Le 28 novembre 2019 à Ouesso chef-lieu du Département de la Sangha, un mandrill, animal protégé par la loi au Congo a été saisi à la suite d’une interpellation d’un militaire des forces armées Congolaise. Il était détenu de manière illégale et ce depuis plus de deux ans avec un faux permis de détention.  

L’interpellation de ce militaire a été l’œuvre des agents de la Direction Départementale de l’Economie Forestière de la Sangha  avec le concours des éléments de la Gendarmerie Nationale, grâce à l’appui du Projet d’Appui à l’Application de la Loi sur la Faune Sauvage (PALF). En République du Congo, le mandrill est une espèce animale intégralement protégée, conformément à l’arrêté n°6075/MDDEFE /CAB du 9 avril 2011 déterminant les espèces animales intégralement et partiellement protégées.

Le jeune mandrill confisqué a été confié aux professionnels des grands singes de la Réserve de Tchimpounga, soutenu par l’Institut Jane GOODALL. Il recevra des soins appropriés jusqu’à ce qu’il retrouve la liberté.

Le mandrill est une espèce de primates vivant dans les grands espaces forestiers. Il se trouve dans le sud du Cameroun, au Gabon, en Guinée équatoriale et de manière plus rare en République du Congo. Cet animal est classé comme vulnérable par l’Union Internationale de la Conservation de la Nature et figure dans l’Annexe I de la CITES, c’est-à-dire dans la catégorie la plus menacée de disparition.

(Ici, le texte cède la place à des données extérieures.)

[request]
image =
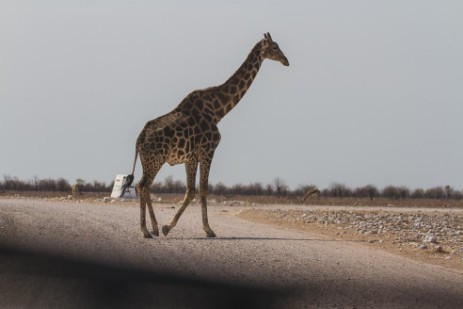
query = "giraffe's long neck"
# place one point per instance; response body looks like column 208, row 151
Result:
column 230, row 93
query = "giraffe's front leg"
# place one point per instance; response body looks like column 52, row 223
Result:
column 203, row 188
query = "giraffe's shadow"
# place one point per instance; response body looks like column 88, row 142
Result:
column 252, row 238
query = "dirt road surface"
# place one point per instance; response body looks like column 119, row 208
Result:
column 92, row 255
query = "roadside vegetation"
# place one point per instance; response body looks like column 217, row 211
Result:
column 272, row 193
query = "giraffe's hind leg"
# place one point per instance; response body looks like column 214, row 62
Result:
column 145, row 200
column 191, row 168
column 203, row 191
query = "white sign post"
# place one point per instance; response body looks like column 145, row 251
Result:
column 117, row 188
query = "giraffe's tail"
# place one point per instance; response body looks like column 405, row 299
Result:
column 129, row 179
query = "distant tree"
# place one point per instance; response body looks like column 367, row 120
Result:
column 269, row 190
column 220, row 189
column 281, row 189
column 256, row 188
column 63, row 185
column 369, row 191
column 390, row 192
column 418, row 193
column 404, row 192
column 340, row 190
column 449, row 191
column 435, row 193
column 36, row 182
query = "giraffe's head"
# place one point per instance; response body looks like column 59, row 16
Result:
column 272, row 50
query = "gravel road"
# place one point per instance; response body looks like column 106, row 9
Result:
column 82, row 255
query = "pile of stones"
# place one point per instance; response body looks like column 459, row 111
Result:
column 439, row 231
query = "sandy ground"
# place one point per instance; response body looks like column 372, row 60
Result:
column 401, row 238
column 89, row 255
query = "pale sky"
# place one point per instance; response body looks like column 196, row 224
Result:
column 373, row 93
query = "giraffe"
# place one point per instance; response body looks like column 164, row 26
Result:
column 189, row 135
column 311, row 191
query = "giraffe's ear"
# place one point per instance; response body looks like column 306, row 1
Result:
column 267, row 36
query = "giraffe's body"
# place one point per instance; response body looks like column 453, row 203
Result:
column 189, row 134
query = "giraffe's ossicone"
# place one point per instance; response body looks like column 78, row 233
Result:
column 189, row 135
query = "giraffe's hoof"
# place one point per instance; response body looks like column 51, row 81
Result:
column 165, row 230
column 210, row 233
column 147, row 235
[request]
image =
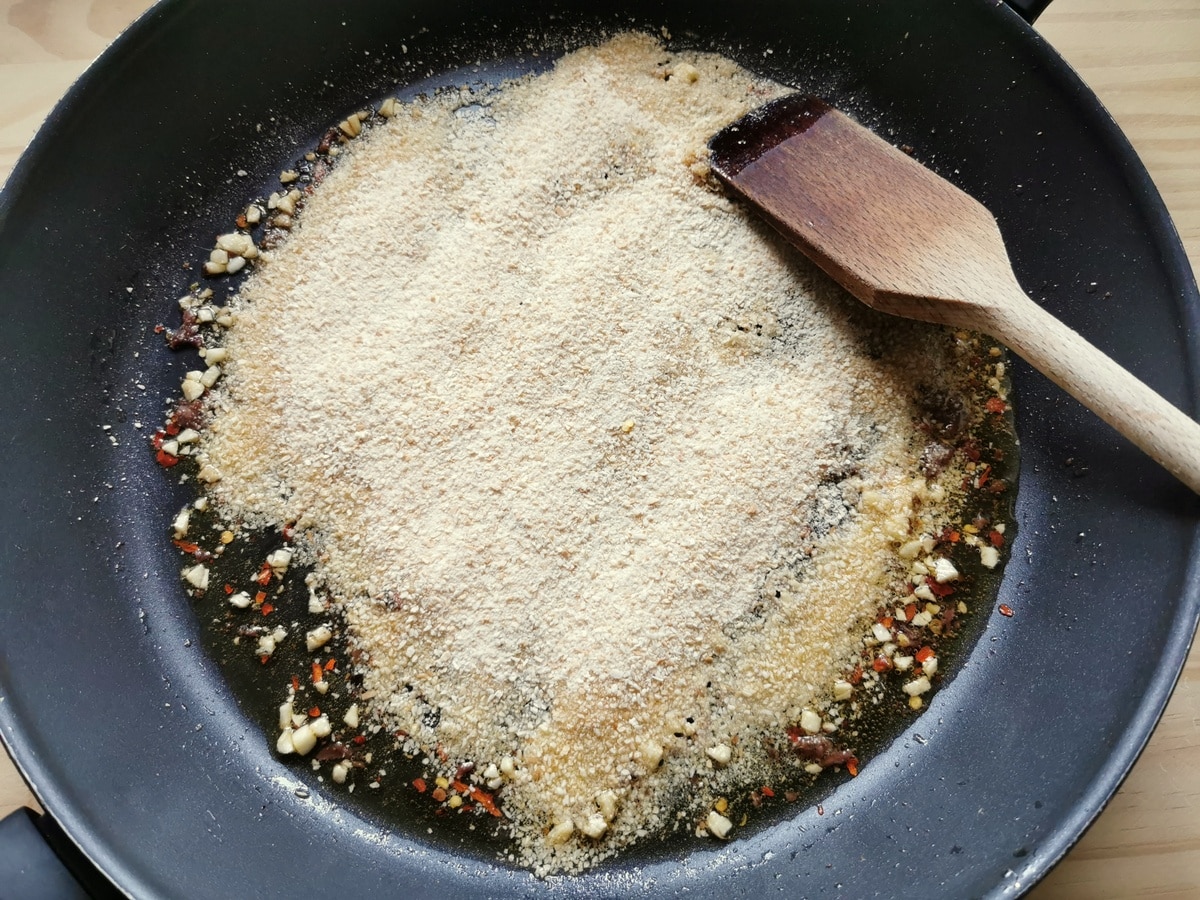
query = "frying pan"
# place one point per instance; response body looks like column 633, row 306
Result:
column 126, row 729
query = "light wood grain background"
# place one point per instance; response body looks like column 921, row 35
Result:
column 1143, row 59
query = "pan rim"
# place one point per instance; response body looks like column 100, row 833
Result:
column 1169, row 667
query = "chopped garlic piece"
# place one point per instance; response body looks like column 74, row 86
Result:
column 197, row 576
column 304, row 739
column 721, row 754
column 917, row 687
column 945, row 571
column 318, row 637
column 718, row 825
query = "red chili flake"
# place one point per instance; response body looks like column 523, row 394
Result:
column 485, row 799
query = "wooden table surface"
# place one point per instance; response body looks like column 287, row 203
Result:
column 1143, row 59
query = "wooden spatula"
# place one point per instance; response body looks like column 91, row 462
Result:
column 909, row 243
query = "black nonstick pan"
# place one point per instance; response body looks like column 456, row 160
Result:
column 124, row 725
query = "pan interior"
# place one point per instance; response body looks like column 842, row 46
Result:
column 139, row 168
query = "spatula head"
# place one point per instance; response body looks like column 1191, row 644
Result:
column 893, row 233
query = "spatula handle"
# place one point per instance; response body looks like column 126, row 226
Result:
column 1120, row 399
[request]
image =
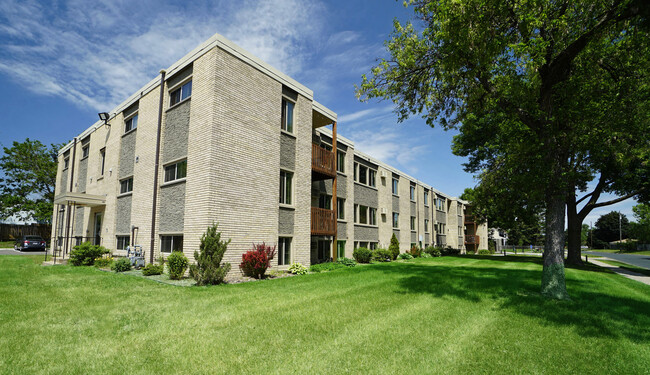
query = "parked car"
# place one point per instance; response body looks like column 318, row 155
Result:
column 30, row 243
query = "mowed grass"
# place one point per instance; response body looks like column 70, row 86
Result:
column 451, row 315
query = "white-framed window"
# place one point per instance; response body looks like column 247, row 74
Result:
column 284, row 251
column 122, row 242
column 102, row 160
column 131, row 123
column 287, row 115
column 340, row 161
column 286, row 181
column 180, row 94
column 126, row 185
column 176, row 171
column 365, row 175
column 169, row 243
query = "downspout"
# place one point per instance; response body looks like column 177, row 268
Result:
column 156, row 166
column 67, row 211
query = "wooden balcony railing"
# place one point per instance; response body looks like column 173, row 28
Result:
column 322, row 222
column 322, row 161
column 472, row 240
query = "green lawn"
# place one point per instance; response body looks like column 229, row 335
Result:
column 642, row 271
column 447, row 315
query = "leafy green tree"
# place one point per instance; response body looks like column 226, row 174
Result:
column 27, row 187
column 208, row 269
column 394, row 247
column 607, row 228
column 534, row 88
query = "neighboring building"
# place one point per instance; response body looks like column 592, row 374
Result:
column 229, row 139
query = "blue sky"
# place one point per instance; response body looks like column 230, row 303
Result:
column 64, row 61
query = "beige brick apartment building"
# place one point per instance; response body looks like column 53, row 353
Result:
column 223, row 137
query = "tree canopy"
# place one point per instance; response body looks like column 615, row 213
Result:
column 29, row 170
column 545, row 95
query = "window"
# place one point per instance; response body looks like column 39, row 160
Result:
column 176, row 171
column 126, row 185
column 102, row 157
column 122, row 242
column 363, row 214
column 171, row 243
column 131, row 123
column 340, row 249
column 285, row 187
column 340, row 161
column 180, row 94
column 287, row 115
column 371, row 177
column 284, row 251
column 363, row 174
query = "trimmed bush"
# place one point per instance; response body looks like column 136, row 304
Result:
column 208, row 269
column 433, row 251
column 121, row 265
column 327, row 266
column 297, row 269
column 152, row 269
column 394, row 247
column 255, row 262
column 85, row 254
column 347, row 262
column 382, row 255
column 103, row 262
column 177, row 263
column 362, row 255
column 415, row 251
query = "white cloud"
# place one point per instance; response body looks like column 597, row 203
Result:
column 97, row 53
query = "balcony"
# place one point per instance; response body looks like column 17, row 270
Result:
column 322, row 163
column 322, row 222
column 472, row 240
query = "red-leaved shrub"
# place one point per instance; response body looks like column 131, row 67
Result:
column 255, row 262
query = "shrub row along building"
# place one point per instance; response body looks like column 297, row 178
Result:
column 223, row 137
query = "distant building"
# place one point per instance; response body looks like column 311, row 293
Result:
column 246, row 146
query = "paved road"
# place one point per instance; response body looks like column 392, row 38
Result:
column 26, row 252
column 637, row 260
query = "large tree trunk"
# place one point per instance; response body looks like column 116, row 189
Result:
column 553, row 282
column 574, row 232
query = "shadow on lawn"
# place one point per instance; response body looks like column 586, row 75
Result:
column 594, row 311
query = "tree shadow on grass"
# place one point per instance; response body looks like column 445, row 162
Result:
column 594, row 310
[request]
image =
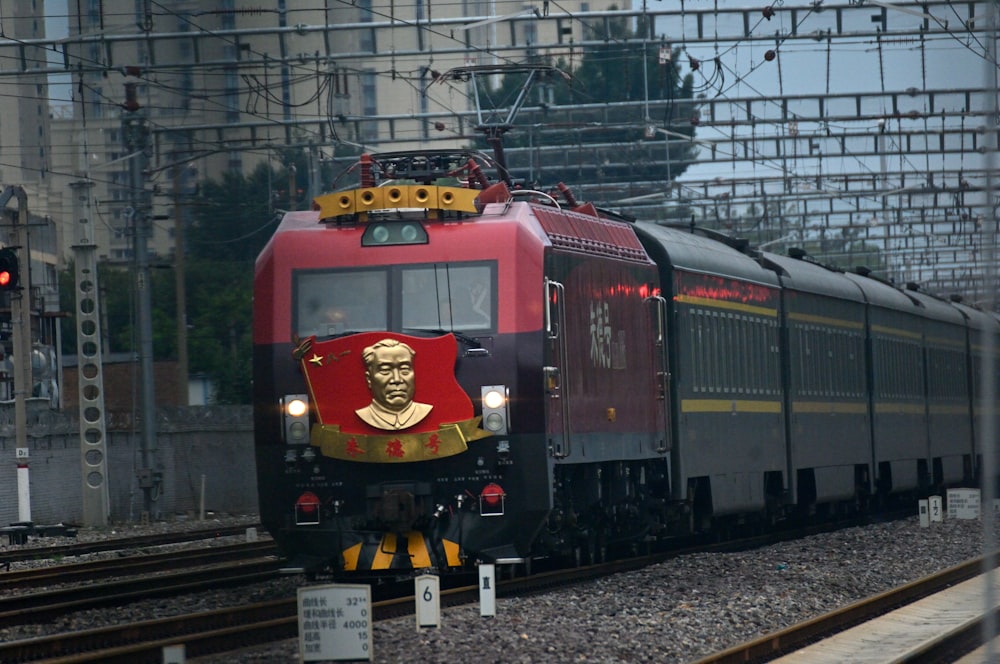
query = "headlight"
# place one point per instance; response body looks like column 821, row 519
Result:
column 295, row 413
column 495, row 412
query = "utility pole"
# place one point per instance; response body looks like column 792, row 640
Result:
column 20, row 319
column 135, row 131
column 180, row 287
column 90, row 363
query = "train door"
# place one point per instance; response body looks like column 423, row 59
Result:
column 557, row 407
column 658, row 307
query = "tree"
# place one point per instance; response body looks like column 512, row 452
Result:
column 233, row 219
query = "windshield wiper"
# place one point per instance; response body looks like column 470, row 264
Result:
column 461, row 336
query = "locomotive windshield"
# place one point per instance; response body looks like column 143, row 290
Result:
column 435, row 297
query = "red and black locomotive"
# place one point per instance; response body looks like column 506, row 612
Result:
column 449, row 369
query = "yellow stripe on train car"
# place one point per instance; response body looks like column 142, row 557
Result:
column 729, row 406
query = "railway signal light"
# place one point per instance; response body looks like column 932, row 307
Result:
column 295, row 409
column 10, row 275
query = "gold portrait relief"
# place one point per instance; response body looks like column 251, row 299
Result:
column 390, row 376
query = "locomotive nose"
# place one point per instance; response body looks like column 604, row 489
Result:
column 396, row 510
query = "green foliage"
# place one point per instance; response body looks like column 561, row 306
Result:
column 233, row 218
column 616, row 92
column 116, row 295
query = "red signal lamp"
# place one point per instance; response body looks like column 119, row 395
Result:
column 491, row 500
column 307, row 509
column 9, row 269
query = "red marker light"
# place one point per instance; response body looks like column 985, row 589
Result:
column 492, row 494
column 307, row 503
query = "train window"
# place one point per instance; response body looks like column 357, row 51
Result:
column 448, row 296
column 697, row 342
column 334, row 302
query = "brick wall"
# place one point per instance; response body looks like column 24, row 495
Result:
column 211, row 441
column 122, row 386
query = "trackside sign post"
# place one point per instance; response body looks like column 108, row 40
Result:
column 428, row 598
column 335, row 623
column 963, row 503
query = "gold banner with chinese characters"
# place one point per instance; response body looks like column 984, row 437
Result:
column 449, row 439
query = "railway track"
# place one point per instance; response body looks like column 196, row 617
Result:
column 774, row 645
column 44, row 606
column 132, row 565
column 231, row 628
column 116, row 544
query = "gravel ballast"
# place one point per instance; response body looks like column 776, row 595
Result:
column 677, row 611
column 680, row 610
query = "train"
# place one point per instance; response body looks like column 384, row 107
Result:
column 452, row 368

Il se nourrit essentiellement de fruits sauvages et d’insectes. La saison d’accouplement de cette espèce culmine de juillet à septembre, avec un pic de naissance correspondant de décembre à avril. Le mandrill a un pelage vert olive ou gris foncé avec des bandes jaunes et noires et un ventre blanc. Son visage sans poil a un museau allongé avec des caractéristiques distinctives, telles qu’une bande rouge au milieu et des crêtes bleues saillantes sur les côtés. Il a aussi des narines et des lèvres rouges, une barbe jaune et des touffes blanches.

Le mandrill est menacé de disparition. Il est principalement menacé par le trafic, l’extension des cultures et la disparition de son habitat originel de façon plus large, consécutive à la déforestation. Les animaux sauvages ne sont pas un moyen de divertissement et ne devraient pas être des animaux de compagnie.

Ils peuvent être porteurs de maladies contagieuses à l’homme et vice versa. Il est important de ne pas abattre, blesser ou de détenir ce genre d’animaux proche de sa famille. Celui détenu en plein centre-ville de Ouesso a subi deux ans de calvaire, contraint et forcé à rester en captivité, alors qu’il aurait dû s’émanciper sur des milliers de kilomètres dans la nature. Au Congo, l’article 27  de la loi 37/2008, du 28 novembre 2008 sur la faune et les aires protégées stipule :   « l’importation ; l’exportation ; la détention et le transit sur le territoire national des espèces intégralement protégées ; ainsi que de leurs trophées  sont strictement interdits ».